Gov. Rendell Proposes Firing 24,000 Pennsylvania Workers

Governor Rendell announced today that to satisfy his appetite for more spending, he would like to increase Pennsylvania's Personal Income Tax (PIT) by 0.5 percentage points - to 3.57%.

As we announced yesterday, a PIT increase would cost thousands of Pennsylvania jobs.

Our updated analysis reveals that Rendell's latest proposed increase would cost 24,000 Pennsylvanians their jobs. This is on top of those jobs already lost during the current recession.



Not only is that bad economic policy, it's just plain old "mean" and "heartless".

One more note: Governor Rendell again blames "Wall Street Greed" for his troubles and forcing him to raise income taxes (for the 2nd time as Governor). Sure, Wall Street bankers are "greedy", but Rendell should also mention that the financial crisis was a failure of government, which fueled and encouraged unwise behavior by financial institutions; he should acknowledge the failure of his tax, borrow and spend policies to grow the economy; he should mention that at both the federal and state levels we had increasing government control of the economy, not free markets; and he should note failure of the so-called stimulus (which he lobbied for) to stimulate.

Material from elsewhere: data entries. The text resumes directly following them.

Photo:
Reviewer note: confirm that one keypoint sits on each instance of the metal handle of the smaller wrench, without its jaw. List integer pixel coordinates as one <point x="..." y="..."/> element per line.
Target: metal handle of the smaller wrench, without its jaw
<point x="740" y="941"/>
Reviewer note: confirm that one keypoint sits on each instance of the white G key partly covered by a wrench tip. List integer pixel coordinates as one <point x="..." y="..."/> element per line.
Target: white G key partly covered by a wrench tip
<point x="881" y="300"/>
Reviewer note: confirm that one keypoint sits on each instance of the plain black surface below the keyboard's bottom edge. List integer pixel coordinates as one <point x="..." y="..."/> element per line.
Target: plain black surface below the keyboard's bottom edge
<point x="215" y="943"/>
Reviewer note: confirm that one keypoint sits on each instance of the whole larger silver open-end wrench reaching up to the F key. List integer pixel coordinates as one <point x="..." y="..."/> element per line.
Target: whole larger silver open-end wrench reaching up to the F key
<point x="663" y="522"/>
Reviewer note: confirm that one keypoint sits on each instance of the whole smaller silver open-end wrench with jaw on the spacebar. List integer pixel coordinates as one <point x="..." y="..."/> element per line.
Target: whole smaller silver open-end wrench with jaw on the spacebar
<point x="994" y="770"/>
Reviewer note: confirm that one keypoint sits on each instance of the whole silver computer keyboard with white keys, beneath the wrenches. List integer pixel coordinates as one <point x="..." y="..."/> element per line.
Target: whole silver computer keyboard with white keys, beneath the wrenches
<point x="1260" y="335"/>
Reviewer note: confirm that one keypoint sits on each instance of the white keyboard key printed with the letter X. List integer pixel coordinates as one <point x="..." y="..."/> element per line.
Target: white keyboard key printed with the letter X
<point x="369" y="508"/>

So what is his solution? More of the same failed economic policies of the past.

2 comments:

Anonymous said...

NB. I agree with you that the tax hike is unwise. However, the bankers did blow up our economy. A handful of morally challenged speculators reaped enormous personal wealth while destroying the wealth of shareholders, their companies and those who worked under them. You should not let those private sector malefactors off the hook.

Nathan Benefield said...

I didn't "let them off the hook", which is why we opposed bailing them out with tax dollars.

But I also expect you to acknowledge that those bankers were a) required to give subprime loans and b) paid for giving subprime loans by Fannie Mae and Freddie Mac, and by interest rates lower than the rate of inflation.